Okimoto Nobukazu, Uemura Yukari, Yoshioka Toru, Arita Shinobu, Tsurukami Hiroshi, Otomo Hajime, Nishida Satoshi, Ogawa Takayuki, Hirao Ken, Ikeda Satoshi, Matsumoto Hidehiro, Toten Yoriko, Katae Yuji, Okazaki Yuichi, Nakagawa Tsuyoshi, Sakai Akinori
Okimoto Clinic Kure Japan.
Department of Biostatistics, Clinical Research Support Center University of Tokyo Hospital Bunkyo-ku Tokyo Japan.
Health Sci Rep. 2018 Dec 12;2(1):e107. doi: 10.1002/hsr2.107. eCollection 2019 Jan.
Clinical data regarding alendronate jelly are limited. We compared the efficacy and safety of once-weekly alendronate oral jelly with once-weekly alendronate tablet formulations in the context of primary osteoporosis.
In this 6-month, open-label, prospective, observational study, Japanese patients aged ≥60 years with primary osteoporosis were included from 14 primary care centres in Japan. The effects of once-weekly alendronate oral jelly and tablet formulations on bone mineral density (BMD), bone turnover markers, and quality of life related to gastrointestinal symptoms were assessed at baseline and 6 months. Treatment was allocated by patient preference. This potentially confounding factor was adjusted for statistically.
In total, 170 patients were enrolled (jelly, n = 97; tablet, n = 73). Mean percent changes in radius, lumbar spine, femoral neck, and hip BMD were similar in both treatment groups at 6 months. Both formulations decreased tartrate-resistant acid phosphatase 5b (TRACP-5b) and procollagen 1 N-terminal peptide (P1NP) between baseline and 6 months (by about 50% and 60%, respectively); no significant differences in mean changes were noted in these markers between groups. At 6 months, no significant differences were noted in visual analogue scale or EuroQOL five-dimension questionnaire scores between groups. The jelly group had significantly lower scores than the tablet group in the Izumo scale domains of heartburn (-0.81, = 0.0040), epigastralgia (-0.94, = 0.0003), and epigastric fullness (-0.49, = 0.044). During treatment, more patients discontinued for upper gastrointestinal symptoms in the tablet group (n = 4) than the jelly group (n = 1).

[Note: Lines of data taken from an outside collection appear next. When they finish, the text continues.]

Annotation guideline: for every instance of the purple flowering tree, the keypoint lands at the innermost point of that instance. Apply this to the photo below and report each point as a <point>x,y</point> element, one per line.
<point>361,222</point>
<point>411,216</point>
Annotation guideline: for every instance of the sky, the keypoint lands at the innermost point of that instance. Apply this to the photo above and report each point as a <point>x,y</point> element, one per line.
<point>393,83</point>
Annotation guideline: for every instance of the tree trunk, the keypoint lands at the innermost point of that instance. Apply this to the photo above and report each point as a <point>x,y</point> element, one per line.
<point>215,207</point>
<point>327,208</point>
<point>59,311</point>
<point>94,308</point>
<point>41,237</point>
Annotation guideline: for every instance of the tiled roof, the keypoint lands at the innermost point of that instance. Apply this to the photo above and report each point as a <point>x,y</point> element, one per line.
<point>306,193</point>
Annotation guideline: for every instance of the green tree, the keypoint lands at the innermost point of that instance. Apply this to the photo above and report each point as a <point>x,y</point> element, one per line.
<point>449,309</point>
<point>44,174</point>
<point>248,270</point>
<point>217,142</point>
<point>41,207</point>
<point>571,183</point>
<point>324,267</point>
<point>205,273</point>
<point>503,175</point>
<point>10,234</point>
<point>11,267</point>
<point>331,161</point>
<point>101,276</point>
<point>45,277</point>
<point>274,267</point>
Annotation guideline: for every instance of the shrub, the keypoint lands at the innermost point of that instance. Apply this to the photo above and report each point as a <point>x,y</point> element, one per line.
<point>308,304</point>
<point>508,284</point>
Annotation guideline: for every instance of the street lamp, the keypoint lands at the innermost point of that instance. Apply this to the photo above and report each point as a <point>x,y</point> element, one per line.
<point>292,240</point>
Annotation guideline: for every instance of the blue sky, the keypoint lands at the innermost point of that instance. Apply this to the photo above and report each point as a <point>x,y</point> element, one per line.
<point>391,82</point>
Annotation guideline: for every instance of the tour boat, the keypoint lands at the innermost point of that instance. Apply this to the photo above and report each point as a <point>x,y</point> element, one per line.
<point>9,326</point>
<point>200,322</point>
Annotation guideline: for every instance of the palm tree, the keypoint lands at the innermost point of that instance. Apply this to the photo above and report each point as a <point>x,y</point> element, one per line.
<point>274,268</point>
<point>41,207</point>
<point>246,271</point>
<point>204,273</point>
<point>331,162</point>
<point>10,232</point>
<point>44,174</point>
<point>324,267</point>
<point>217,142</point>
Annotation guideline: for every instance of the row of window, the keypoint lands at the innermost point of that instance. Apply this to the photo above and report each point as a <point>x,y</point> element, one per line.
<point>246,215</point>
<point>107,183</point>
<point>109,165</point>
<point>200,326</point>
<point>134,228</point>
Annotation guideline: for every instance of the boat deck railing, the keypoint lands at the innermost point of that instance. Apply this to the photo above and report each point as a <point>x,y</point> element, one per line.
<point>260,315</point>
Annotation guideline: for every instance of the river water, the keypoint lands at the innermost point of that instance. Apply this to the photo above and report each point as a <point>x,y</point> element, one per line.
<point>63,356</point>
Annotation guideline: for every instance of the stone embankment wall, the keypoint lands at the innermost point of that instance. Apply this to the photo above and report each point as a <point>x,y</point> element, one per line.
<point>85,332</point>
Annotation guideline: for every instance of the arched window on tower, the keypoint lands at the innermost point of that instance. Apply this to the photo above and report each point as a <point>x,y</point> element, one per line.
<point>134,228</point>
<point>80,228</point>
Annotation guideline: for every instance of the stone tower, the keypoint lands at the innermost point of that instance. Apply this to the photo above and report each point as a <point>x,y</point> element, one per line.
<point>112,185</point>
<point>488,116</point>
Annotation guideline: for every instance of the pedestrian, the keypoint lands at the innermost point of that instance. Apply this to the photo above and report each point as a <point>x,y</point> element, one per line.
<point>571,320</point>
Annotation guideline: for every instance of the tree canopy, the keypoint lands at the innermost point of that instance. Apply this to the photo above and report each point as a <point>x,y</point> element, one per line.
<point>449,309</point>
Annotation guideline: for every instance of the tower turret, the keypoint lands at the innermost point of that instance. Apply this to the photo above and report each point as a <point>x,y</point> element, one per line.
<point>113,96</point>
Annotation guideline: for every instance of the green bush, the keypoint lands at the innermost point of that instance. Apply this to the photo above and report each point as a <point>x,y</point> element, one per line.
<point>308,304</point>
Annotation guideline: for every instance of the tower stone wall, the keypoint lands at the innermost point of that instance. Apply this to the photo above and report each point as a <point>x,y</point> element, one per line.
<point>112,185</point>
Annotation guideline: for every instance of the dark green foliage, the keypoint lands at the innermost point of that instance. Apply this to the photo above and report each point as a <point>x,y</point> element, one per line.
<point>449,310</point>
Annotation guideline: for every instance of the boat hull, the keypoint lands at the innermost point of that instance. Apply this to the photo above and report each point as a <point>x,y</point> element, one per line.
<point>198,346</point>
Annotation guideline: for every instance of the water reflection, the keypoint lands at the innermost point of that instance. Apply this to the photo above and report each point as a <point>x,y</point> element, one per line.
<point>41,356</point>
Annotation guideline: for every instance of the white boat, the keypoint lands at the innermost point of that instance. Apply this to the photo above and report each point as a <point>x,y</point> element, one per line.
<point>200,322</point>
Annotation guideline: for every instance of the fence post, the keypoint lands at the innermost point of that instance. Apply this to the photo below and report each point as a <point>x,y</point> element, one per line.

Once-weekly alendronate oral jelly 35 mg may be a suitable alternative therapeutic agent for primary osteoporosis in Japan.
关于阿仑膦酸盐凝胶的临床数据有限。我们在原发性骨质疏松症的背景下,比较了每周一次的阿仑膦酸盐口服凝胶与每周一次的阿仑膦酸盐片剂的疗效和安全性。

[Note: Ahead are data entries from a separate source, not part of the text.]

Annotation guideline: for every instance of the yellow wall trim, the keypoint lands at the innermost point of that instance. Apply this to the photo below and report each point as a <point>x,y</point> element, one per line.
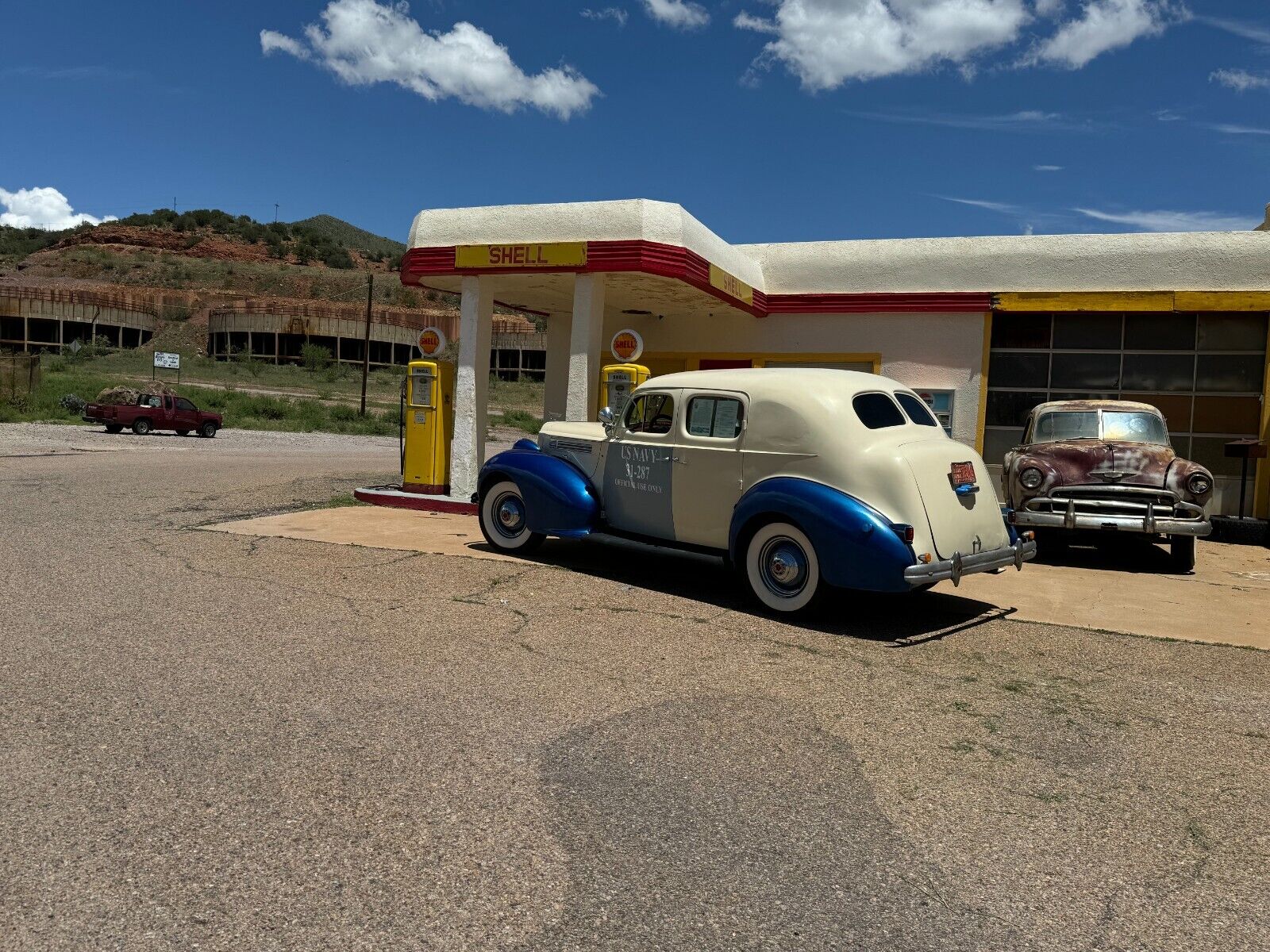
<point>1133,301</point>
<point>983,384</point>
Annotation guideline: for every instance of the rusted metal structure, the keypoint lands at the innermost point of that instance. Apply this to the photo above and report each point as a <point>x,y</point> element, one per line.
<point>35,319</point>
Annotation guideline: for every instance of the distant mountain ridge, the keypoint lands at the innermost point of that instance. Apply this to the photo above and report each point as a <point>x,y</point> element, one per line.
<point>351,236</point>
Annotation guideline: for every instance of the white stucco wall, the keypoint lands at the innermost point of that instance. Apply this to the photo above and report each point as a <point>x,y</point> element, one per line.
<point>937,351</point>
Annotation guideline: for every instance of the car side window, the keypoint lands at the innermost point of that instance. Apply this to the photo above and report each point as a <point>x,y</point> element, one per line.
<point>878,412</point>
<point>651,413</point>
<point>718,418</point>
<point>916,409</point>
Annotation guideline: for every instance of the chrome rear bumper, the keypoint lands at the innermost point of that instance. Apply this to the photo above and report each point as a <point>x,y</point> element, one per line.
<point>959,565</point>
<point>1113,517</point>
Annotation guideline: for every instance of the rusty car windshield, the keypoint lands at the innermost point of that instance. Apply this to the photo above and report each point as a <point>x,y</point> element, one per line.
<point>1133,427</point>
<point>1068,424</point>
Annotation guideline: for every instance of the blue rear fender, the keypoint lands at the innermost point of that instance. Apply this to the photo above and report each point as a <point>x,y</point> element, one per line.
<point>855,543</point>
<point>559,501</point>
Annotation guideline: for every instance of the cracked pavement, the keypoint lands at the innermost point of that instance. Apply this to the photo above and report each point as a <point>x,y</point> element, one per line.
<point>235,743</point>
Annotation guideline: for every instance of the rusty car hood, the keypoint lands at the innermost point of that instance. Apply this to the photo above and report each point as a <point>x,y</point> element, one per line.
<point>1113,463</point>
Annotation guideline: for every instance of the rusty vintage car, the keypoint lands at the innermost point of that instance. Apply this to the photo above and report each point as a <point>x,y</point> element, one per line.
<point>1105,466</point>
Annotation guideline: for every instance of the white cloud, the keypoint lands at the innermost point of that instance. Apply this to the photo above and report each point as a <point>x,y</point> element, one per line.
<point>1172,221</point>
<point>1240,80</point>
<point>829,42</point>
<point>42,209</point>
<point>1105,25</point>
<point>681,14</point>
<point>610,13</point>
<point>365,42</point>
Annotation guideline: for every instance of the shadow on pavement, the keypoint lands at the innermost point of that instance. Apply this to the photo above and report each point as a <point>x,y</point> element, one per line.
<point>765,835</point>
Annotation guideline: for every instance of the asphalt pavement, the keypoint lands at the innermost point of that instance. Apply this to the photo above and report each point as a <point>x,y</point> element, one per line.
<point>235,743</point>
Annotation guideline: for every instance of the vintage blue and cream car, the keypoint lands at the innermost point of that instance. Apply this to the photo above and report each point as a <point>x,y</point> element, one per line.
<point>799,478</point>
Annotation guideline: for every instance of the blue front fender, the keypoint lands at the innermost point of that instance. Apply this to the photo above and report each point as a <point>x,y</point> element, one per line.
<point>855,543</point>
<point>558,498</point>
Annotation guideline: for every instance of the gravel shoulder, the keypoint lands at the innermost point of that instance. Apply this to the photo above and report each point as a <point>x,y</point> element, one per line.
<point>238,743</point>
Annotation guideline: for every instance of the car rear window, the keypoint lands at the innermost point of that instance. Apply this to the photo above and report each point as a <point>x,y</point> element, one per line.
<point>916,410</point>
<point>878,412</point>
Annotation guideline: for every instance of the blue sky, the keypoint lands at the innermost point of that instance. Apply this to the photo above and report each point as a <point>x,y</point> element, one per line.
<point>768,120</point>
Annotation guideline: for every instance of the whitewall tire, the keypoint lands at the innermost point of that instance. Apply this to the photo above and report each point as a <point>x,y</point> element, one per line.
<point>505,520</point>
<point>783,568</point>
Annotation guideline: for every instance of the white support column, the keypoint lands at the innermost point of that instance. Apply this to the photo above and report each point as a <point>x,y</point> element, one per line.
<point>584,347</point>
<point>556,393</point>
<point>471,387</point>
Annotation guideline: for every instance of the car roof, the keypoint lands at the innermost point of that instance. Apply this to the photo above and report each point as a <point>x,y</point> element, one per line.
<point>1123,405</point>
<point>776,381</point>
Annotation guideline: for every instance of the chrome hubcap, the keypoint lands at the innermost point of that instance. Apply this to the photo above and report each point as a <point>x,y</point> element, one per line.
<point>510,516</point>
<point>784,566</point>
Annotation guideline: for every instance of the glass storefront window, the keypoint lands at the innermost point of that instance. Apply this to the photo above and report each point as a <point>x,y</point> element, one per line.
<point>1087,332</point>
<point>1086,372</point>
<point>1164,372</point>
<point>1019,370</point>
<point>1024,332</point>
<point>1230,374</point>
<point>1232,332</point>
<point>1160,332</point>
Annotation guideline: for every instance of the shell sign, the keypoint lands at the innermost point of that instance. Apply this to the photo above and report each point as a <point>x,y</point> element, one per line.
<point>626,346</point>
<point>432,342</point>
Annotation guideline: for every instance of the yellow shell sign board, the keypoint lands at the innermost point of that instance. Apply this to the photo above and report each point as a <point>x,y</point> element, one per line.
<point>730,285</point>
<point>559,254</point>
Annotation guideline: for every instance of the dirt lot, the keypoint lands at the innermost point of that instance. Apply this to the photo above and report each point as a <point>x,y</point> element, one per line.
<point>260,743</point>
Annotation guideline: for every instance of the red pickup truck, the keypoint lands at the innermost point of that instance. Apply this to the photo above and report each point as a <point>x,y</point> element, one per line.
<point>156,413</point>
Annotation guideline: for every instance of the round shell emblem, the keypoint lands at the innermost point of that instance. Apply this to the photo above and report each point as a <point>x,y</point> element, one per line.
<point>432,342</point>
<point>626,346</point>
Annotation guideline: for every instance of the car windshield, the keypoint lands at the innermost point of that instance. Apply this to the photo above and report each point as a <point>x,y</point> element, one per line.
<point>1132,427</point>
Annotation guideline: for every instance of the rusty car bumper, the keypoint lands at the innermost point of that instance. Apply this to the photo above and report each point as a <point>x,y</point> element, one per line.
<point>959,565</point>
<point>1098,514</point>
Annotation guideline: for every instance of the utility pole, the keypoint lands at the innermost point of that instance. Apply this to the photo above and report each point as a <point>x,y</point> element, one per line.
<point>366,344</point>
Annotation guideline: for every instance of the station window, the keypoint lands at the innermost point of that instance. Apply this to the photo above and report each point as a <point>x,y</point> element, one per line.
<point>718,418</point>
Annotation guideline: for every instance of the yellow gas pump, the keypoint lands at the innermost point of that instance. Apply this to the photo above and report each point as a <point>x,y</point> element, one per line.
<point>616,382</point>
<point>427,425</point>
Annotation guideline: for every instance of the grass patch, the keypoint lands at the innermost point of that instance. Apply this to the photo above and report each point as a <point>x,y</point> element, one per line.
<point>520,420</point>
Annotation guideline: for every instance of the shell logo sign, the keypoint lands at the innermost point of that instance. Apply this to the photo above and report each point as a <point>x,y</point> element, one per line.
<point>626,346</point>
<point>432,342</point>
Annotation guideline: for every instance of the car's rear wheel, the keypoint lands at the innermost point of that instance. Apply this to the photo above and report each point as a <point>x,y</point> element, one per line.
<point>1181,554</point>
<point>505,520</point>
<point>781,566</point>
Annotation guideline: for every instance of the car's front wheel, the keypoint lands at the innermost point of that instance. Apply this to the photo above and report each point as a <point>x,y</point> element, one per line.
<point>781,566</point>
<point>505,520</point>
<point>1181,554</point>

在这项为期6个月的开放标签、前瞻性观察研究中,从日本14个初级保健中心纳入了年龄≥60岁的日本原发性骨质疏松症患者。在基线和6个月时评估每周一次的阿仑膦酸盐口服凝胶和片剂对骨密度(BMD)、骨转换标志物以及与胃肠道症状相关的生活质量的影响。治疗由患者偏好分配。对这一潜在的混杂因素进行了统计学调整。
总共纳入了170例患者(凝胶组,n = 97;片剂组,n = 73)。6个月时,两个治疗组桡骨、腰椎、股骨颈和髋部BMD的平均百分比变化相似。两种制剂在基线至6个月期间均降低了抗酒石酸酸性磷酸酶5b(TRACP - 5b)和I型前胶原N端肽(P1NP)(分别降低约50%和60%);两组之间这些标志物的平均变化无显著差异。6个月时,两组之间在视觉模拟量表或欧洲五维健康量表评分方面无显著差异。在烧心(-0.81,P = 0.0040)、上腹痛(-0.94,P = 0.0003)和上腹部饱胀(-0.49,P = 0.044)的出云量表领域,凝胶组的得分显著低于片剂组。治疗期间,片剂组因上消化道症状停药的患者(n = 4)多于凝胶组(n = 1)。
每周一次35毫克的阿仑膦酸盐口服凝胶可能是日本原发性骨质疏松症的一种合适替代治疗药物。